# Hi Everyone!



## shopgirl151 (Apr 29, 2005)

I'm Jenn, and I've been perusing this site on a daily basis for as long as I can remember! 
	

	
	
		
		

		
			





 I just never got around to signing up until today for some reason. I'm not nearly as talented as a lot of the girls here are with makeup, but I certainly hope that I will develop a better technique by hanging out here. 

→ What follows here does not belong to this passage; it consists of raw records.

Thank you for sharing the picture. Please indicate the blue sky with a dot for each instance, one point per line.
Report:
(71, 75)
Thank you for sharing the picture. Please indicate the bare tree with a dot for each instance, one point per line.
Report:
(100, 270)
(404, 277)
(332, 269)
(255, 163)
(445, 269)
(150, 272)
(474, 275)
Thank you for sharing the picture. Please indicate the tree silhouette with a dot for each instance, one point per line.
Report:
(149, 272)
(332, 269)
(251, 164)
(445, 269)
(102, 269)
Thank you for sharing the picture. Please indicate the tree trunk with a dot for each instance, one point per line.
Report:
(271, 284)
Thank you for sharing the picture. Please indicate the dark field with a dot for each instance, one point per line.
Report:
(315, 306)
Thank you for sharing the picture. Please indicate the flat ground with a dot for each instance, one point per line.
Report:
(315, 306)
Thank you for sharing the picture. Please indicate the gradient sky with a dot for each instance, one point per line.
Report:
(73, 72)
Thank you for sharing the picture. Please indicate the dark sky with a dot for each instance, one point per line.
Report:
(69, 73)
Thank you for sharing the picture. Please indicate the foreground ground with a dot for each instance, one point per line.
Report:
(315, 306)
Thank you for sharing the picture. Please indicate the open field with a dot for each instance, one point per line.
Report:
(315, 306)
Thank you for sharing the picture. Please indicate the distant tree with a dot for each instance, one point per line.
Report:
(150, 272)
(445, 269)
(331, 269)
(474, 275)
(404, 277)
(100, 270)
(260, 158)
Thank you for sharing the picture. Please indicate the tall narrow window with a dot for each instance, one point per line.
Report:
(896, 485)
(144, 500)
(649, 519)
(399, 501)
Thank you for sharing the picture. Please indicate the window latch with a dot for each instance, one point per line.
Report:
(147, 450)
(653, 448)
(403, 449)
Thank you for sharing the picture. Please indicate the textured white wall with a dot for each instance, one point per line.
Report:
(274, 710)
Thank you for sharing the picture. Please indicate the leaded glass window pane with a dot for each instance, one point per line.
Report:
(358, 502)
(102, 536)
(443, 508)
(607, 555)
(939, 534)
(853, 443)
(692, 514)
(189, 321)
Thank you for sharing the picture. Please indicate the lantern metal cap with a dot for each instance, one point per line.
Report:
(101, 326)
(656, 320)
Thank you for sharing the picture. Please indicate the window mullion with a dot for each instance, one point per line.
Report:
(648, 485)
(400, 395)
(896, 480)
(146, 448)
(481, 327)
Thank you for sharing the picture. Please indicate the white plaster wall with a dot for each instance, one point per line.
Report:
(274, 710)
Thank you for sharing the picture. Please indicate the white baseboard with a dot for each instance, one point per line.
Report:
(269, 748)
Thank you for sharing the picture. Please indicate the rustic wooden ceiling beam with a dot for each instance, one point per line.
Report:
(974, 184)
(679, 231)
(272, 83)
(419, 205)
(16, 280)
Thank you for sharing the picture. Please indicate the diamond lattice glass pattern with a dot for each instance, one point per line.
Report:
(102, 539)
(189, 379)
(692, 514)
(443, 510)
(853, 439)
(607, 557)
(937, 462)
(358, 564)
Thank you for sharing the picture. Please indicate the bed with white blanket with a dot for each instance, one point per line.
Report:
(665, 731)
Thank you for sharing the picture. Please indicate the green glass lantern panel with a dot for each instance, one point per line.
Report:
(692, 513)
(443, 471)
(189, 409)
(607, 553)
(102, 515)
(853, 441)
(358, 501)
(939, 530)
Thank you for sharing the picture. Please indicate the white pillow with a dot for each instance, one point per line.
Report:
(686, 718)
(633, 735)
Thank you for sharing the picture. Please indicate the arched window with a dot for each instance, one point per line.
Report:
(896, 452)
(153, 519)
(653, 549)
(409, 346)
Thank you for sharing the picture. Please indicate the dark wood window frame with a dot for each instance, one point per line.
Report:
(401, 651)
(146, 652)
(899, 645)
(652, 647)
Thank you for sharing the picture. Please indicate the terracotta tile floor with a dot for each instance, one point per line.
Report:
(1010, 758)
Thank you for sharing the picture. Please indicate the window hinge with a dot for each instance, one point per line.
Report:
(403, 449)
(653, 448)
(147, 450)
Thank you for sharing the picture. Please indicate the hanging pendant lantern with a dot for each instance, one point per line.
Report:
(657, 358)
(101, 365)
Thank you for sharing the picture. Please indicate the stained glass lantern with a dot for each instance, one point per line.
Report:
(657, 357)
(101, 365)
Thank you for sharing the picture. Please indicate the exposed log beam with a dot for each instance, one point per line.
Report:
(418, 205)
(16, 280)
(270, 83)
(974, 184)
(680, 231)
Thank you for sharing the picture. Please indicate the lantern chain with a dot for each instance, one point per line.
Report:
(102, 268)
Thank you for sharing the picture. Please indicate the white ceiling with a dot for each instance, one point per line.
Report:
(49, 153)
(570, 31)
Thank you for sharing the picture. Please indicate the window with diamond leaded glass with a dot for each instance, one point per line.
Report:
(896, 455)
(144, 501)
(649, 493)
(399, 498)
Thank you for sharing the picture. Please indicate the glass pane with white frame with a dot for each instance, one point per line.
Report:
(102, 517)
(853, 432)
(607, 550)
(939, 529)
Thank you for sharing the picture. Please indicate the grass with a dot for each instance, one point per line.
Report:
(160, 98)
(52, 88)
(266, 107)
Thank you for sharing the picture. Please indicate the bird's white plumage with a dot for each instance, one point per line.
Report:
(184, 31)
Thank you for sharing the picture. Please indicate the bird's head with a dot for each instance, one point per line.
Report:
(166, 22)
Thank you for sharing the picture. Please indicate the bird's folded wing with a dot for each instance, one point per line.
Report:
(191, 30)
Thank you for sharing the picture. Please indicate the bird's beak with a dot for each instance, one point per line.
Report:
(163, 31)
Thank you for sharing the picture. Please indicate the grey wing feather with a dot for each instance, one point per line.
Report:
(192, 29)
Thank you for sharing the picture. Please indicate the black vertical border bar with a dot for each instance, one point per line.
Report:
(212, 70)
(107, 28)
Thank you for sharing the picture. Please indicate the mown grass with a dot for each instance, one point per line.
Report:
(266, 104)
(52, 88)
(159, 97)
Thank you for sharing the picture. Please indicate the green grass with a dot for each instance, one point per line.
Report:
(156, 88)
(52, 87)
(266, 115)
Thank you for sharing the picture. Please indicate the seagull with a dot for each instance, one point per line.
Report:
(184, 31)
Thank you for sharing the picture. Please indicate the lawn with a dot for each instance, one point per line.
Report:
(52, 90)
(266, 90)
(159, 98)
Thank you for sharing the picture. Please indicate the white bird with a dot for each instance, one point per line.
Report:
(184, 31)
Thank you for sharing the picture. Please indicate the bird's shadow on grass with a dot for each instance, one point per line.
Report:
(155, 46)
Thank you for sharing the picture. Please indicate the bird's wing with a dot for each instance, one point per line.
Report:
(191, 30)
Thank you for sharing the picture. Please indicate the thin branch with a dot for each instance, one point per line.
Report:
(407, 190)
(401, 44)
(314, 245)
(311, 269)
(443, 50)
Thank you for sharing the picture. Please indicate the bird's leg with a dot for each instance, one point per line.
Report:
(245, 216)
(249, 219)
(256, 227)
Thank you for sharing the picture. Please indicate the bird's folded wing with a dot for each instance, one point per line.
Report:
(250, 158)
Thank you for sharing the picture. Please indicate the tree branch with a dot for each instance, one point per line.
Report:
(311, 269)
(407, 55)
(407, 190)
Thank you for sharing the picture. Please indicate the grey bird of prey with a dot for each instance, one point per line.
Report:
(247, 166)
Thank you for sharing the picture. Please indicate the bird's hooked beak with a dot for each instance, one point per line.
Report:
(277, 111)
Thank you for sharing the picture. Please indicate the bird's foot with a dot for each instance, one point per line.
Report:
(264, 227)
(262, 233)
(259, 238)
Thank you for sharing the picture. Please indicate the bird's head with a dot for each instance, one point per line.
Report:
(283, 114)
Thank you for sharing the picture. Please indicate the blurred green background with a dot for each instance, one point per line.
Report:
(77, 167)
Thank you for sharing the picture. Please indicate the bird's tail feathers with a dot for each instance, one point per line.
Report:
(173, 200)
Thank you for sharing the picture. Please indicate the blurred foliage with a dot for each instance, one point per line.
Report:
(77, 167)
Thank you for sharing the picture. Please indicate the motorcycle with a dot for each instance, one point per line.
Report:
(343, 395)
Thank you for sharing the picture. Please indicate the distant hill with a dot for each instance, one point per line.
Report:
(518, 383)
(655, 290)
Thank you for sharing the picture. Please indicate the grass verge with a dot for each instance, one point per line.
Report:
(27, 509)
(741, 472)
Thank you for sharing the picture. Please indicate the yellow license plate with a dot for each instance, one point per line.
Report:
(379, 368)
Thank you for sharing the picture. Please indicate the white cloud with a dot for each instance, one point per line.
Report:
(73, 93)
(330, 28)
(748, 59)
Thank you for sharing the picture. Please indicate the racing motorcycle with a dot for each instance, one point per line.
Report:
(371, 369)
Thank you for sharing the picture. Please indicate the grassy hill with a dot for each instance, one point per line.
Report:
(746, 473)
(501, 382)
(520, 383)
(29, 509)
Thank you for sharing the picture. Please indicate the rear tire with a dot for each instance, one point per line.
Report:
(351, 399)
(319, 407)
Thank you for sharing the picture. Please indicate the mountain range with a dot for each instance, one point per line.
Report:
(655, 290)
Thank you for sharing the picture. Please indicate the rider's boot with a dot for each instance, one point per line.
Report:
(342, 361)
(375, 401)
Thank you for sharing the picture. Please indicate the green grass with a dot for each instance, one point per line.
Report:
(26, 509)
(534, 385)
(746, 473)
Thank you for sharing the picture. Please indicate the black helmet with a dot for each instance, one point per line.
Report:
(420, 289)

I look forward to getting to know many of you!


----------



## Hikaru-chan (Apr 29, 2005)

Welcome to Specktra.


----------



## jamiemeng (Apr 29, 2005)

welcome to specktra


----------



## mac_obsession (Apr 29, 2005)

Welcome to Specktra Jenn!!


----------



## user2 (Apr 30, 2005)

VuittonVictim (a.k.a. Linda) welcomes you to Specktra!


----------



## Jessica (Apr 30, 2005)

Jenn, so glad that you decided to join 
	

	
	
		
		

		
		
	


	




  Now that it's official: Welcome to Specktra!!!


----------



## Chelsea (Apr 30, 2005)

hi


----------



## Onederland (Apr 30, 2005)

Willkommen, Bienvenue, Welcome!

Im Specktra!, Au Specktra, To Specktra!


----------